The decision to add refueling software and equipment was published on the federal government’s business opportunity website
Limited by a human being’s endurance, a typical manned fighter can fly just 400 miles over the course of a few hours before its time to return to base. An unmanned aircraft can do much better, observes the Center for Strategic and Budgetary Assessments, a Washington, D.C. think tank. “A carrier-based [Unmanned Combat Air System] with an unrefueled combat radius of 1,500 nautical miles or more and unconstrained by pilot physiology offers a significant boost in carrier combat capability,” CSBA posited in a 2008 study.
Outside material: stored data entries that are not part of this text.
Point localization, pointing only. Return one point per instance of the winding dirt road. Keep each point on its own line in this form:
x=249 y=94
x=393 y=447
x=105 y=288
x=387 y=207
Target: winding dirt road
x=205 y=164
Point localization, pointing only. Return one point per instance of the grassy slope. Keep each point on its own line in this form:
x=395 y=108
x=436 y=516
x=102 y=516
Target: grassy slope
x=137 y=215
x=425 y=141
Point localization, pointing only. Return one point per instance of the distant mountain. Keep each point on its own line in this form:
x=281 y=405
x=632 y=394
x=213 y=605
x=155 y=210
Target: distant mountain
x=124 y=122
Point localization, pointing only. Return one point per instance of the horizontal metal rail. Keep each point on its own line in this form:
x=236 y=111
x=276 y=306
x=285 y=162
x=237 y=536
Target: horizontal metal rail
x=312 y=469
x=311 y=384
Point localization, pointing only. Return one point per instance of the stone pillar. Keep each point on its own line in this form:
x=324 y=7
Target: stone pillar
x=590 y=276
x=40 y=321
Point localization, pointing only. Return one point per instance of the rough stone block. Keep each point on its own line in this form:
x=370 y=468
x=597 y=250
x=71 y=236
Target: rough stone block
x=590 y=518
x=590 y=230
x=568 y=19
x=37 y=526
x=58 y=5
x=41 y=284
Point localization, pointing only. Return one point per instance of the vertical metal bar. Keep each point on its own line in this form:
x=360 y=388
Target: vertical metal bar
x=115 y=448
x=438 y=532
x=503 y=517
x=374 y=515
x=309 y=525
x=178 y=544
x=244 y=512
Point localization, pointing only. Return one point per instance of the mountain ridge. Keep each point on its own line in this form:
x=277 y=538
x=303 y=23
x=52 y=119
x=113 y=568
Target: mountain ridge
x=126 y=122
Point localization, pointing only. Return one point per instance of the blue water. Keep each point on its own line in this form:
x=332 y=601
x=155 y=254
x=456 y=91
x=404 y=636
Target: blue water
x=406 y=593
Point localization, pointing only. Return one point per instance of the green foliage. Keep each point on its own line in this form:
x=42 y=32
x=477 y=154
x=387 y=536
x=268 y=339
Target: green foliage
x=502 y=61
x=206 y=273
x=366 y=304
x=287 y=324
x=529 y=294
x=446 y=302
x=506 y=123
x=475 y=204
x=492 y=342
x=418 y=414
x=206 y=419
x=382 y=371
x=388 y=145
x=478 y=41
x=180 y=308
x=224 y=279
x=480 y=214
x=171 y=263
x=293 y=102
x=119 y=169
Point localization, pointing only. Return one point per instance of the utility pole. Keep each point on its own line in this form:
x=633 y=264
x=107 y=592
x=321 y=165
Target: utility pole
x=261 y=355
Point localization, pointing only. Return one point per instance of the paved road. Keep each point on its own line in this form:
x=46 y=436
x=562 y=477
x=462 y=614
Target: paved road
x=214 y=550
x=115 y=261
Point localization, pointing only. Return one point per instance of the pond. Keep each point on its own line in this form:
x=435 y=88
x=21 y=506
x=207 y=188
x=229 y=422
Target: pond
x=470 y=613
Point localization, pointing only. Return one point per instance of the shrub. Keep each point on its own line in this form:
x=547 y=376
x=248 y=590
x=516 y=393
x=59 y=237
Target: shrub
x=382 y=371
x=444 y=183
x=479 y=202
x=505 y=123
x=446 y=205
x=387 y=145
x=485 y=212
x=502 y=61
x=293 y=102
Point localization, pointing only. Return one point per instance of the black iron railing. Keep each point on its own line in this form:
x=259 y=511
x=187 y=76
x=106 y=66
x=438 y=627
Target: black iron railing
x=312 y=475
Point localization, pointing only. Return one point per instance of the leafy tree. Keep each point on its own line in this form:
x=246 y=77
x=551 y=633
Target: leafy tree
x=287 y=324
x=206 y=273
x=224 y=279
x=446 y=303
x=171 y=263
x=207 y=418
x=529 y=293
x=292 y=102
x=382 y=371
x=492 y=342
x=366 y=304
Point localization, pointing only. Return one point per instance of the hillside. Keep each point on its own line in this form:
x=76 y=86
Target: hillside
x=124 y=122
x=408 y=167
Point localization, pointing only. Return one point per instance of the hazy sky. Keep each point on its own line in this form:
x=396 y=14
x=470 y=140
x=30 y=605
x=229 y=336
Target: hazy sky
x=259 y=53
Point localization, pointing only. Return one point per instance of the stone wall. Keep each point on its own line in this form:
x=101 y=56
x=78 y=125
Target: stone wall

“Indeed, with aerial refuelling, a UCAS would be able to stay airborne for 50 to 100 hours — five to 10 times longer than a manned aircraft,” the CSBA study continued. “With multiple aerial refuelings, a UCAS could establish persistent surveillance-strike combat air patrols at ranges well beyond 3,000 nautical miles.” For those of you keeping track, that’s nearly 10 times the range of today’s carrier air wing.
In 2013 the X-47B will head out to the aircraft carrier USS George Washington for additional trials, launching and landing from the carrier’s crowded, 1,100-foot flight deck.
The aerial refuelling tests will follow the carrier trials. The X-47B will be fitted with both Navy-style refueling gear — a probe the refuelling plane uses to “plug” into a basket suspended from the tanker — and the receptacle refuelling equipment favoured by the Air Force, which requires that the tanker plug its own probe into the receiving plane. Dual systems will allow the X-47B to sip gas from the Navy’s carrier-based F/A-18 tankers or the Air Force’s much larger KC-135s and KC-10s. The Navy wants the X-47B in service by 2018.
Not coincidentally, just last year Northrop scored a $33-million contract to outfit a Global Hawk as a tanker, with Air Force-style refuelling gear. That means the Navy’s UCAS could someday find itself taking on gas from another unmanned aircraft. This could further boost the UCAS range and, by extension, the striking power of the American fleet.